A team of scientists from the US, Australia and Taiwan has developed mosquitoes immune to dengue virus after inserting a gene from an antibody to embryos of mosquitoes of the Aedes genus.

Mosquito-borne diseases, called vectors, account for more than 17 percent of all infectious diseases worldwide, and more than 700,000 people are killed each year. This is one of the revealing data of the World Health Organization (WHO) in relation to diseases such as Zika, Dengue, Malaria or Chikungunya.

In the specific case of dengue virus, about 3,900 million people worldwide are at risk of suffering from this disease, especially in the most impoverished countries and with less resources to deal with prevention and treatment.

Scientists insert antibodies to carrier mosquitoes
Dengue has no specific cure, but now we have been able to know a hopeful finding for its treatment. A team of scientists from the US, Australia and Taiwan has developed mosquitoes immune to this virus after inserting a gene from an antibody to embryos of mosquitoes of the Aedes genus (carriers of this disease).

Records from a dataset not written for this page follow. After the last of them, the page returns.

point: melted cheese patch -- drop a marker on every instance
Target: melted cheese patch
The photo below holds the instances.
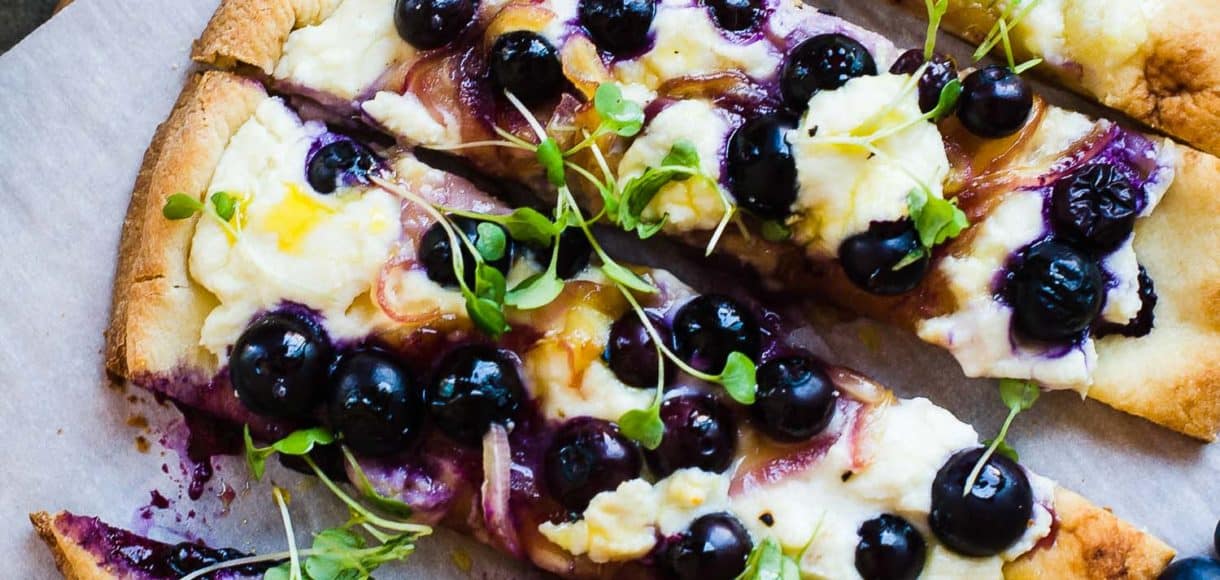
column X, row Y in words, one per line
column 688, row 44
column 323, row 252
column 842, row 188
column 624, row 524
column 347, row 53
column 696, row 203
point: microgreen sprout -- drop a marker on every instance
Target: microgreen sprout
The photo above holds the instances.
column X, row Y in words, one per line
column 222, row 208
column 737, row 377
column 767, row 562
column 337, row 553
column 1018, row 396
column 1011, row 12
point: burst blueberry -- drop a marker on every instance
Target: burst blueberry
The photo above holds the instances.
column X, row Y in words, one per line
column 822, row 62
column 761, row 167
column 278, row 365
column 527, row 65
column 588, row 457
column 870, row 259
column 376, row 404
column 473, row 387
column 988, row 517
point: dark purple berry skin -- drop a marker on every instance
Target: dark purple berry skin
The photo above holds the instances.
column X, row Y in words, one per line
column 1055, row 292
column 710, row 327
column 941, row 70
column 432, row 23
column 994, row 103
column 1144, row 319
column 437, row 258
column 631, row 352
column 736, row 15
column 794, row 398
column 376, row 406
column 761, row 167
column 473, row 387
column 869, row 258
column 715, row 547
column 617, row 26
column 339, row 164
column 278, row 365
column 588, row 457
column 891, row 548
column 527, row 65
column 1197, row 568
column 992, row 515
column 699, row 432
column 822, row 62
column 1096, row 205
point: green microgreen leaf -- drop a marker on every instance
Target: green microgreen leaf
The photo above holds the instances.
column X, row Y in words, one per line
column 936, row 219
column 537, row 291
column 767, row 562
column 530, row 226
column 181, row 206
column 738, row 377
column 225, row 205
column 947, row 101
column 1019, row 396
column 619, row 115
column 552, row 159
column 299, row 442
column 776, row 231
column 491, row 241
column 643, row 425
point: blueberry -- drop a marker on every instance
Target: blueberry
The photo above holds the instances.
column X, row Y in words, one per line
column 794, row 399
column 1057, row 291
column 994, row 103
column 475, row 386
column 631, row 352
column 1097, row 205
column 699, row 432
column 375, row 403
column 761, row 167
column 1142, row 324
column 527, row 65
column 278, row 365
column 715, row 547
column 710, row 327
column 822, row 62
column 339, row 163
column 437, row 258
column 574, row 253
column 869, row 258
column 617, row 26
column 587, row 457
column 941, row 70
column 891, row 548
column 736, row 15
column 992, row 515
column 1197, row 568
column 432, row 23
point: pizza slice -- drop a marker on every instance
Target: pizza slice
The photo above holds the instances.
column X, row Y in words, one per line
column 1148, row 60
column 1031, row 242
column 314, row 286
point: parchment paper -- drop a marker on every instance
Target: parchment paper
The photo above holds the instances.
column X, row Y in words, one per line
column 78, row 103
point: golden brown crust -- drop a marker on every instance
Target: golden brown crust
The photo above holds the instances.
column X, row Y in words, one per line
column 1173, row 375
column 71, row 558
column 1171, row 79
column 157, row 310
column 1092, row 543
column 253, row 32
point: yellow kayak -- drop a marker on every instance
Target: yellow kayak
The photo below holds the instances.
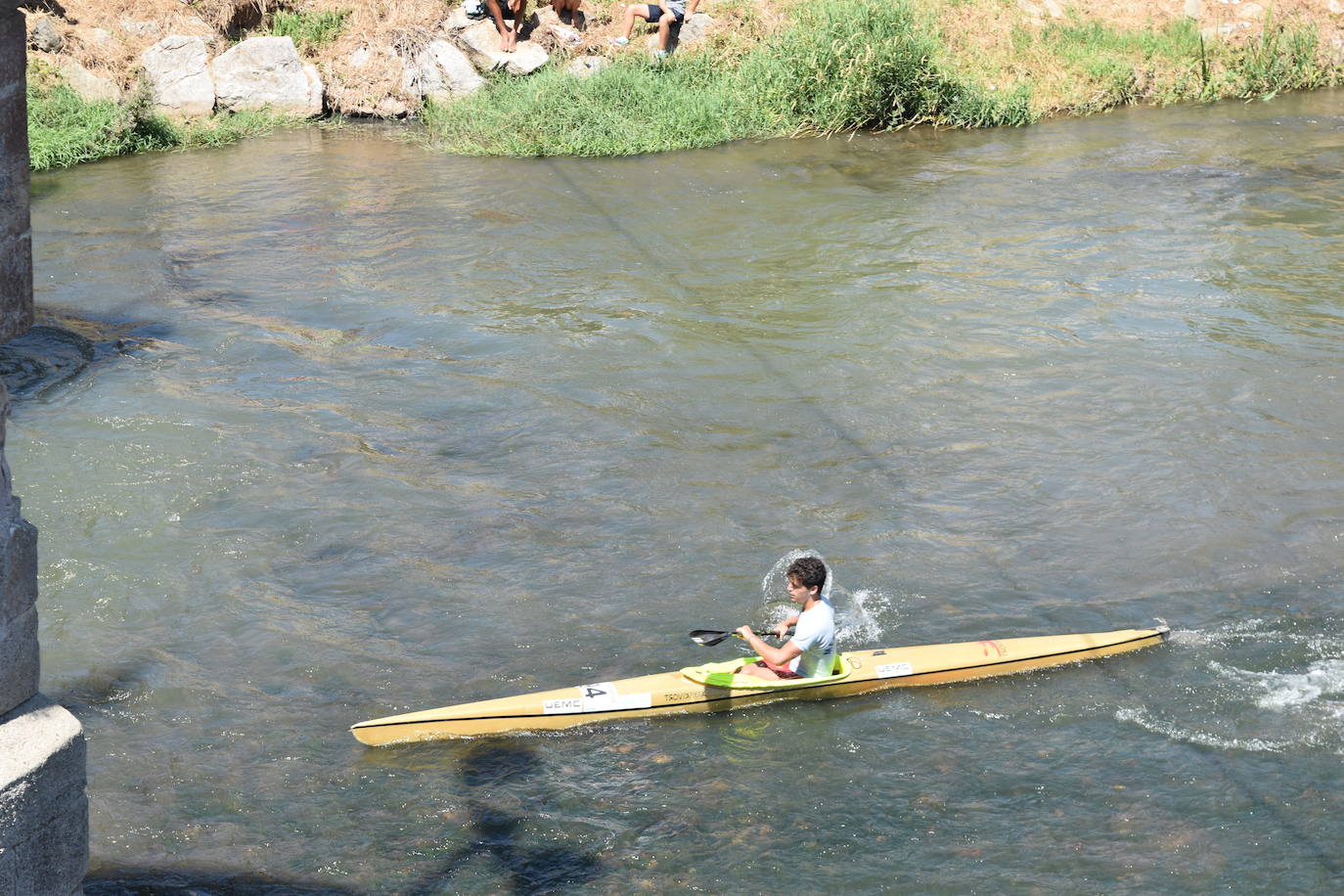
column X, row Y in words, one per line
column 715, row 687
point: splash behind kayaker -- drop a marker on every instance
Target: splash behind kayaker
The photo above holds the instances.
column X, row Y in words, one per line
column 812, row 650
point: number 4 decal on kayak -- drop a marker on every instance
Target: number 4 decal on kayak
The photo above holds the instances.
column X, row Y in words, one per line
column 604, row 697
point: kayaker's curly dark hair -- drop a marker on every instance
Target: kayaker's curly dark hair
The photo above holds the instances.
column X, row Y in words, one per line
column 811, row 572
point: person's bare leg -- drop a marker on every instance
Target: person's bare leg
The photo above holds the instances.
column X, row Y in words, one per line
column 519, row 21
column 664, row 29
column 631, row 11
column 759, row 672
column 498, row 15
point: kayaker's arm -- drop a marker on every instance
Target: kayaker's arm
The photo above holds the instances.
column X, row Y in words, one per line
column 775, row 655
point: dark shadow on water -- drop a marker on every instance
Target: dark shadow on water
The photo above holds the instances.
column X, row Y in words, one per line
column 198, row 881
column 495, row 833
column 62, row 345
column 496, row 842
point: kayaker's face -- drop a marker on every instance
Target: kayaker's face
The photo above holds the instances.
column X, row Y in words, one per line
column 800, row 593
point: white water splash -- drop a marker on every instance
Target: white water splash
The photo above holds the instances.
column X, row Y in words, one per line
column 1290, row 690
column 775, row 586
column 1170, row 730
column 856, row 612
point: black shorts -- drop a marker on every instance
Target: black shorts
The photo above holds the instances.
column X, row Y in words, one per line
column 656, row 13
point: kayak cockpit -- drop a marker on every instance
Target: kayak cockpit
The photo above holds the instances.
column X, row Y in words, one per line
column 723, row 675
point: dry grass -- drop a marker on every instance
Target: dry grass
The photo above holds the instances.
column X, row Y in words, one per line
column 994, row 42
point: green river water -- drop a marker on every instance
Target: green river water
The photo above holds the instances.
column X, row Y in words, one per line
column 388, row 430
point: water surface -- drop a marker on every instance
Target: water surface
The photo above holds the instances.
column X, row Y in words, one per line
column 390, row 430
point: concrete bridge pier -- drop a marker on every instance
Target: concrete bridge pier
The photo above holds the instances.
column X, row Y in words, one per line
column 43, row 809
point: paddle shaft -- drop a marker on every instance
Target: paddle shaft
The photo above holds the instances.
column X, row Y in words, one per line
column 708, row 639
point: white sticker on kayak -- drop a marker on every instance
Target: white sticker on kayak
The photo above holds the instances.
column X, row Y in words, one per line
column 604, row 697
column 567, row 704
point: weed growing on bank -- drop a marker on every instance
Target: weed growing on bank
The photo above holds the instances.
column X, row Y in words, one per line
column 67, row 130
column 841, row 65
column 309, row 28
column 1081, row 66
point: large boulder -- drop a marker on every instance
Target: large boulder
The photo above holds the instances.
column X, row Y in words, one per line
column 179, row 76
column 87, row 85
column 481, row 43
column 586, row 66
column 441, row 71
column 266, row 71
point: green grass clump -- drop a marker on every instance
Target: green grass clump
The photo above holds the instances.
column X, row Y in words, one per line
column 1096, row 66
column 848, row 65
column 309, row 28
column 843, row 65
column 631, row 107
column 67, row 130
column 1278, row 60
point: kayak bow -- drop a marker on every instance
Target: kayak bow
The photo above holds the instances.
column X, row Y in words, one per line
column 715, row 687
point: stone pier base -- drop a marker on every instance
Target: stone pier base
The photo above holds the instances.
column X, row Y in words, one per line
column 43, row 810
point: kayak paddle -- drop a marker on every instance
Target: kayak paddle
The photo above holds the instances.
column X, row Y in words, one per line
column 710, row 639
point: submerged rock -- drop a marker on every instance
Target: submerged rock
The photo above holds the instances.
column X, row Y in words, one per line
column 43, row 357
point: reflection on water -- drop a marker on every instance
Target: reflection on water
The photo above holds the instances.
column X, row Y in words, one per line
column 390, row 430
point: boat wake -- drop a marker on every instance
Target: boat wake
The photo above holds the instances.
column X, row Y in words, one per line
column 1254, row 686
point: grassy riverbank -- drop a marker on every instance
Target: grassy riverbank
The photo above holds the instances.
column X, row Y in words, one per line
column 850, row 65
column 841, row 65
column 67, row 130
column 776, row 68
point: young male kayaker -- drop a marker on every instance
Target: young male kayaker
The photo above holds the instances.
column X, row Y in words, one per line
column 812, row 649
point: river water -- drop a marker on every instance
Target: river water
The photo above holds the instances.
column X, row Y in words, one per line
column 388, row 430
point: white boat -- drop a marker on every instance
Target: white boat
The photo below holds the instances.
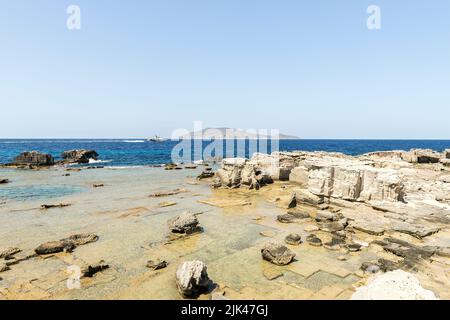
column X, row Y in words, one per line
column 156, row 139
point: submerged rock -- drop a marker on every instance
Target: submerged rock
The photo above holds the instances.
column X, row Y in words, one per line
column 416, row 231
column 34, row 158
column 90, row 270
column 3, row 267
column 79, row 156
column 66, row 245
column 52, row 206
column 167, row 193
column 192, row 278
column 293, row 239
column 185, row 223
column 55, row 247
column 5, row 253
column 156, row 264
column 277, row 253
column 271, row 274
column 313, row 240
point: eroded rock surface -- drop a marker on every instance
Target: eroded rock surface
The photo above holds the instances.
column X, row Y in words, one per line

The development of this work, published in the specialized journal PLOS Pathogens, will allow to study the feasibility of infected mosquitoes not being able to transmit the virus to humans.

Dengue is an infection that is transmitted by the bite of female mosquitoes of the Aedes genus and, although there is no specific treatment, early detection and health coverage reduce their mortality.

Prevent transmission to humans
“The antibody can hinder the replication of the virus and prevent its spread throughout the mosquito, which prevents its transmission to humans. It’s a powerful approach, ”said one of the research authors and molecular biologist, Omar Akbari, of the University of California (San Diego).

The team of scientists tested with blood infected by the four serotypes of this virus and it could not be seen that the saliva of any mosquito contained it. This is an innovative discovery by using human antibodies in mosquitoes to neutralize and control the virus and provide them with immunity. Without a doubt, a strategy that would improve the prevalence rates of this devastating disease.